Reducing Pesticide Risk
September 27, 2011
By their nature as substances that in many cases are designed to kill pests, pesticides can pose risks to humans and to the environment. It is possible to reduce those risks in several ways. For example:
- The Office of Pesticide Program's Conventional Reduced Risk Pesticide Program expedites the review and regulatory decision-making process of conventional pesticides that pose less risk to human health and the environment than existing conventional alternatives. The goal of this program is to quickly register commercially viable alternatives to riskier conventional pesticides such as neurotoxins, carcinogens, reproductive and developmental toxicants, and groundwater contaminants. This ensures that these Reduced Risk pesticide uses get into the marketplace and are available to growers as soon as possible. Expected participants in this program are the chemical companies and state or Federal agencies that submit to the Agency initial registration and amended registration applications for pesticide products. The Food Quality Protection Act of 1996 (FQPA) formalized the program and mandated that the Agency continue and enhance it.

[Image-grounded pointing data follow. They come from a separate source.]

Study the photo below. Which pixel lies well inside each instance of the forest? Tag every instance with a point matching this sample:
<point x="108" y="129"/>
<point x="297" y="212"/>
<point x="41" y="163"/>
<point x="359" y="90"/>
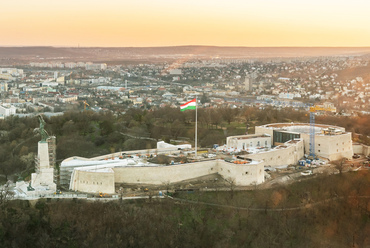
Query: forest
<point x="89" y="133"/>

- EPA gives priority in its registration program for conventional chemical
pesticides to pesticides that meet reduced
risk criteria: low-impact on human health, low toxicity to non-target
organisms (birds, fish, and plants), low potential for groundwater contamination,
lower use rates, low pest resistance potential, and compatibility with
Integrated Pest Management.
- Some pesticides are by their nature less risky, for example, many
biological pesticides that are derived from such natural materials as
animals, plants, bacteria, and certain minerals pose a lower risk. For
example, canola oil and baking soda have pesticidal applications and
are considered biopesticides.
However, other plant-derived pesticides such as nicotine can be quite
- EPA is reviewing
older pesticides to ensure that they meet current safety standards.

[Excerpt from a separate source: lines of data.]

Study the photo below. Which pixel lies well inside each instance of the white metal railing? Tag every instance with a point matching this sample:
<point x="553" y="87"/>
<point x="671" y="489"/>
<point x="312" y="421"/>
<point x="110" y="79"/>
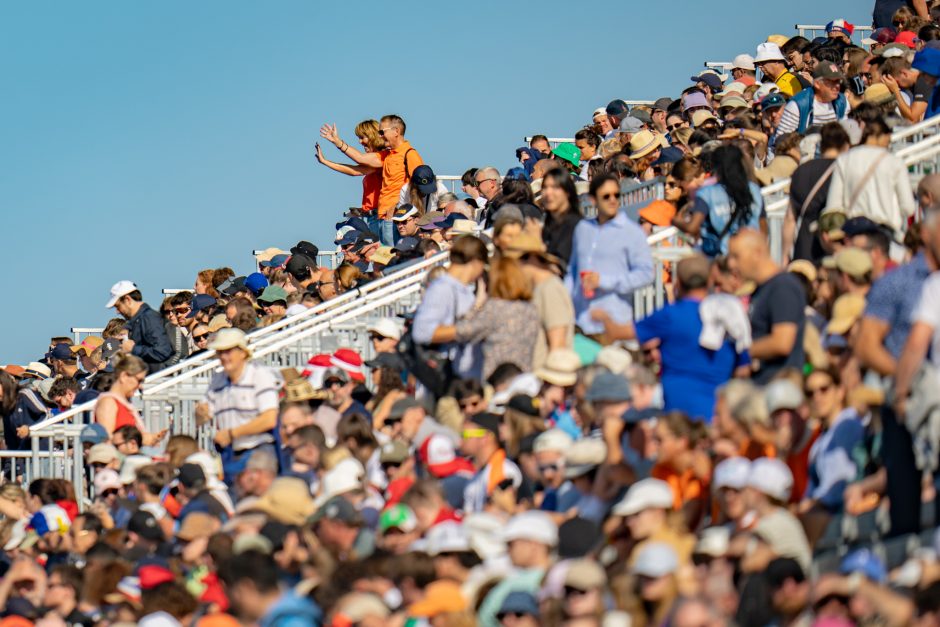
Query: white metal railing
<point x="813" y="29"/>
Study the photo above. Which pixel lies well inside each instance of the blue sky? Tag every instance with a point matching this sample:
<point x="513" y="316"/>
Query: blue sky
<point x="149" y="140"/>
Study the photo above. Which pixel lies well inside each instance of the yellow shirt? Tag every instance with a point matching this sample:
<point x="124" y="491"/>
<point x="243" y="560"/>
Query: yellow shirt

The results of these reviews often include actions to reduce risks from
pesticides, such as establishing or enlarging buffers to protect surface
water bodies, changing the amount or frequency of use of a pesticide
to reduce exposure, limiting use of the pesticide during periods when
a non-pest species might be affected, eliminating or modifying uses
that pose unacceptable risks to people, particularly children.
- In many situations, there may be non-chemical methods to control pests. EPA recommends considering and using these methods as part of an overall pest management strategy, often called Integrated Pest Management.